どうしても比較されがちですが当時そのような話は無かったように思います。
あまりにも音楽が違いすぎるのかもしれません。
音楽評論家の受けは断然美奈子でした。
「ひこうき雲」で書きましたが、ユーミンは当時の女性シンガーのローラ・ニーロやキャロル・キングの影響を受けていないか、表に出していません。
吉田美奈子5
吉田美奈子は「扉の冬」を聴くとかなりローラニーロの影響を受けているように思います。
しかしどちらのアルバムも日本的です。
当時はユーミンや大貫妙子をよく聞いていましたが、歌のうまさでは断然美奈子です。
「扉の冬」は全曲吉田美奈子ですがセカンドアルバム「MINAKO」はユーミン、大瀧詠一、細野晴臣、佐藤博などの曲も入っています。

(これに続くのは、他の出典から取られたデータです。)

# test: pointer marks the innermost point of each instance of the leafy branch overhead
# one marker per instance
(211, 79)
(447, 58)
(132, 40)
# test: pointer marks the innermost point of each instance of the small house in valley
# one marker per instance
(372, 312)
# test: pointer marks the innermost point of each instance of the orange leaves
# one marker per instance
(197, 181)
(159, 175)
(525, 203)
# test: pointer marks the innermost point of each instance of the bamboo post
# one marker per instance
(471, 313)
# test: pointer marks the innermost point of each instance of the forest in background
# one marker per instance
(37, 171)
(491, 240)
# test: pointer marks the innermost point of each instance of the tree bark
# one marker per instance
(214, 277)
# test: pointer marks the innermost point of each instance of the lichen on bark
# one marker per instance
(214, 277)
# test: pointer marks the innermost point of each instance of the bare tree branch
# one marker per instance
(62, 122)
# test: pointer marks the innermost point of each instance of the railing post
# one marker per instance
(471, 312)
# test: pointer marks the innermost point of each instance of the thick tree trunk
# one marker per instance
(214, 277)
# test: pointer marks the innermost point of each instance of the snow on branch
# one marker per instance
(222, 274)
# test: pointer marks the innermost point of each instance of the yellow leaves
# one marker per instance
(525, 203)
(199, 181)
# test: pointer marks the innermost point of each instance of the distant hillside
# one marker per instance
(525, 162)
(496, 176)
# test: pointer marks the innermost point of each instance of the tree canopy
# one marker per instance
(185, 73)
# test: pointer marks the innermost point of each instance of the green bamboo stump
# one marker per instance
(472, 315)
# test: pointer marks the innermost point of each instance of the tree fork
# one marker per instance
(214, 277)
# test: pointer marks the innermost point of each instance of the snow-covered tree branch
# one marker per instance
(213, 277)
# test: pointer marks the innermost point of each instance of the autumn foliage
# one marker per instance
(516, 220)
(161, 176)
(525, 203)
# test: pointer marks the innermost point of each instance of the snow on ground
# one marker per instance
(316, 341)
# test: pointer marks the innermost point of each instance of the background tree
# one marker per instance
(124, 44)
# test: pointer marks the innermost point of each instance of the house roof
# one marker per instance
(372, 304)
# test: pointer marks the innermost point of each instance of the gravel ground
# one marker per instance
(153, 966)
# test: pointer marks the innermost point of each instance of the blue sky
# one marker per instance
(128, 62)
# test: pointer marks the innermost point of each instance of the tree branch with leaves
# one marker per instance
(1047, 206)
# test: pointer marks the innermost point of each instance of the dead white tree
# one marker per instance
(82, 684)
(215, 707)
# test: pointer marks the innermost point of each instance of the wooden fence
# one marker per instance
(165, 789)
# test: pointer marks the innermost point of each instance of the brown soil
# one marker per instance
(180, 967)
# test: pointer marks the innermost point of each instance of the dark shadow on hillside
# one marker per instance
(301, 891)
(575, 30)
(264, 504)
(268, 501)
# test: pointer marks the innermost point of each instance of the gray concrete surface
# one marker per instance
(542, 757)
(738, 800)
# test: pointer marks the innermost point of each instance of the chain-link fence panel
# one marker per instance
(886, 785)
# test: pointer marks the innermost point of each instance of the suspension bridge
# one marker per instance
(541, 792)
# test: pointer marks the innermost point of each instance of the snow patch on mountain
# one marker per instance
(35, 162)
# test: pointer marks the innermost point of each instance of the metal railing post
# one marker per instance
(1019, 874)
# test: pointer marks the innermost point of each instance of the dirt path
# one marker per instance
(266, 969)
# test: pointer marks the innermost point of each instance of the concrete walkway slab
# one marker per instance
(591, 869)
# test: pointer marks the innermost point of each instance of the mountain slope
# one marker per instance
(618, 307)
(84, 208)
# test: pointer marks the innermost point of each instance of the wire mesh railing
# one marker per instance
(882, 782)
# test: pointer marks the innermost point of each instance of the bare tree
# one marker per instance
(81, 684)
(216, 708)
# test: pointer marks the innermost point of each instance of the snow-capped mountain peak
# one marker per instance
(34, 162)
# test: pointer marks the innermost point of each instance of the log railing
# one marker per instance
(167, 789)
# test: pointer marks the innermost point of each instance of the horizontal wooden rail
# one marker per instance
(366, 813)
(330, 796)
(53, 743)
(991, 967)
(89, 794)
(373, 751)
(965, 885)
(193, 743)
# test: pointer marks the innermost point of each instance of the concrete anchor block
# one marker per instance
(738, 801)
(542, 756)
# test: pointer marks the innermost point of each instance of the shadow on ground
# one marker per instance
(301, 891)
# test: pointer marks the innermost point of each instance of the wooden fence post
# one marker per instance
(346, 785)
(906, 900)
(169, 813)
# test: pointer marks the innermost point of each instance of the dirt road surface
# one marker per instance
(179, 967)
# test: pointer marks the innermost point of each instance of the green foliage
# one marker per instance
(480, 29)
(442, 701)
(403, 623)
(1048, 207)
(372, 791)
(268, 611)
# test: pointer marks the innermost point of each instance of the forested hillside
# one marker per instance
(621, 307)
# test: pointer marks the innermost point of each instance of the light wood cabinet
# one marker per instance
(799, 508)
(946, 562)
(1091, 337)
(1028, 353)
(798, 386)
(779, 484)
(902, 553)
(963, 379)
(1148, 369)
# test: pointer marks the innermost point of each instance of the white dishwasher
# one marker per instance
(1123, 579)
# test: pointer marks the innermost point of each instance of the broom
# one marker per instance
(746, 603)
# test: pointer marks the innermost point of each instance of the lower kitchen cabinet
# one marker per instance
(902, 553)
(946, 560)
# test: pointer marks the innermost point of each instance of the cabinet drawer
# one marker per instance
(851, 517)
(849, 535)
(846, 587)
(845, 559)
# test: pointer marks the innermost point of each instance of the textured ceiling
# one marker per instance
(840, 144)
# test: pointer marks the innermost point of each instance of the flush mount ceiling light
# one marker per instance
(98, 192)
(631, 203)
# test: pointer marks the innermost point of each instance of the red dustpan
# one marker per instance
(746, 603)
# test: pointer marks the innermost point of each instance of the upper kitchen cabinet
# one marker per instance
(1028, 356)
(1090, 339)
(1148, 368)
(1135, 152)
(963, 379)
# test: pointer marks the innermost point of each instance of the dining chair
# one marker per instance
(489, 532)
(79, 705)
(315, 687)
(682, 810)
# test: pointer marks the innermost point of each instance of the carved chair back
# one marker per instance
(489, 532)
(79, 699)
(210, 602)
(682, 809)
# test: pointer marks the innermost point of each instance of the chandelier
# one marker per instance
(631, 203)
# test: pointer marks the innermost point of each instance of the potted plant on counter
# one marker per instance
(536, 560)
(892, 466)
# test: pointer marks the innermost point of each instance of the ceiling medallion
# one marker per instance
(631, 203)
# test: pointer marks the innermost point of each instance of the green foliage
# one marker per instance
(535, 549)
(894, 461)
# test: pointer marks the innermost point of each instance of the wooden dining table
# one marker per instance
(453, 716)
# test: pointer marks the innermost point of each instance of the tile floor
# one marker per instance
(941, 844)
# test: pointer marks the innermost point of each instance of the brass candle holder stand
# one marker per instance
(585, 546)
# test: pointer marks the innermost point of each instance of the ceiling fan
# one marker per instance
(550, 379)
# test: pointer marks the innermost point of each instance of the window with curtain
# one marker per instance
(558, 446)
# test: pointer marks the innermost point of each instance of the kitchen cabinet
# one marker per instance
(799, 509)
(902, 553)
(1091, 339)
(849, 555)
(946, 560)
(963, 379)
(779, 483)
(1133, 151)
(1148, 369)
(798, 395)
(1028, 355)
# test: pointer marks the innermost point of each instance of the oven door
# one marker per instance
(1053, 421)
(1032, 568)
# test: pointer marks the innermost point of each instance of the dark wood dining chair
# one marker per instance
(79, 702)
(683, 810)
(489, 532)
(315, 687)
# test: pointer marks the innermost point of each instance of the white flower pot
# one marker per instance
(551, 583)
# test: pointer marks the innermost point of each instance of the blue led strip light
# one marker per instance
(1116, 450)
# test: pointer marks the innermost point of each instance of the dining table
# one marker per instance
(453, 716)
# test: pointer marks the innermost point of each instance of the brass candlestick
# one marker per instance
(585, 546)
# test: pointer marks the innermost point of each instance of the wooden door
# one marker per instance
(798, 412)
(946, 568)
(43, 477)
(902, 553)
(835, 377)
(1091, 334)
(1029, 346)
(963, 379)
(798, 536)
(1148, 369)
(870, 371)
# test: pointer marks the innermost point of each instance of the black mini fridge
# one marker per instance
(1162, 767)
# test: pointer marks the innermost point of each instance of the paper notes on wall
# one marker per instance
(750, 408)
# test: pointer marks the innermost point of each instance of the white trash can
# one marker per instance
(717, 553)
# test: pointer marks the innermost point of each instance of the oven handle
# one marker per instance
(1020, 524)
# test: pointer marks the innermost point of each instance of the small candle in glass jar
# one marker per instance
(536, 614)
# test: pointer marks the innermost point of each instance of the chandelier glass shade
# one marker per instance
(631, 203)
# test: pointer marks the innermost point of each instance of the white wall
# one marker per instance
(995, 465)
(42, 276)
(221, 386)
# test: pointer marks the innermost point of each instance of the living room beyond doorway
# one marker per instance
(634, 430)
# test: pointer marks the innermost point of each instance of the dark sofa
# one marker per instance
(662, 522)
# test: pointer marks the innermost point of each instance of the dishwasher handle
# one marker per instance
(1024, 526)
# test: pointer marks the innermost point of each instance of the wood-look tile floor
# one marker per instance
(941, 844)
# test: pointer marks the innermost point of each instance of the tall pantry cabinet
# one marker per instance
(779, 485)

私が完全にトリコになったのはサードアルバム「フラッパー」です。
吉田美奈子3
A面1曲目「愛は彼方」でノックアウトです。
イントロは「時の中へ」みたいな曲を想像しましたが、突き抜けて違う次元に飛び出します。
最高です。
2曲目は矢野顕子の「かたおもい」です。
自分の曲にしています。
すごい曲です。アレンジもすごい。
3曲目「朝は君に」は佐藤博の曲です。
この曲も最高です。
こんなに密度が高くて良いのか心配していたら「ケッペキにいさん」です。
吉田美奈子4
大瀧詠一の「シャックリ・ママさん」のアンサーソングですね。
素晴らしい。
最後の曲は「ラムはお好き?」です。
細野晴臣らしい曲ですね。
完璧に美奈子の曲です。
A面だけでクタクタです。
完全に美奈子に脱帽です。
B面1曲目はモコ・ビーバー・オリーブ(古すぎ)のオリーブことシリア・ポールの「夢で逢えたら」です。
やっぱりこの曲は美奈子です。
大滝詠一は曲作りがうまい。
吉田美奈子7
2曲目は「チョッカイ」めちゃくちゃ黒っぽくて最高です。
3曲目はピアノの弾き語りで名曲「忘れかけてた季節へ」です。
ローラニーロと並びました。
涙が出ます。
美奈子しか歌えません。
4曲目は山下達郎の「ラスト・ステップ」です。
まるで美奈子のための曲です。
なかなか良い曲を作るね達郎。
吉田美奈子8
続いて最後の曲「永遠に」も達郎の曲です。
美奈子と達郎は合いますね。
このアルバムは吉田美奈子の全てが詰まった素晴らしいアルバムです。
個人的な意見ですが日本のアーティストのアルバムのベストに入れたいと思います。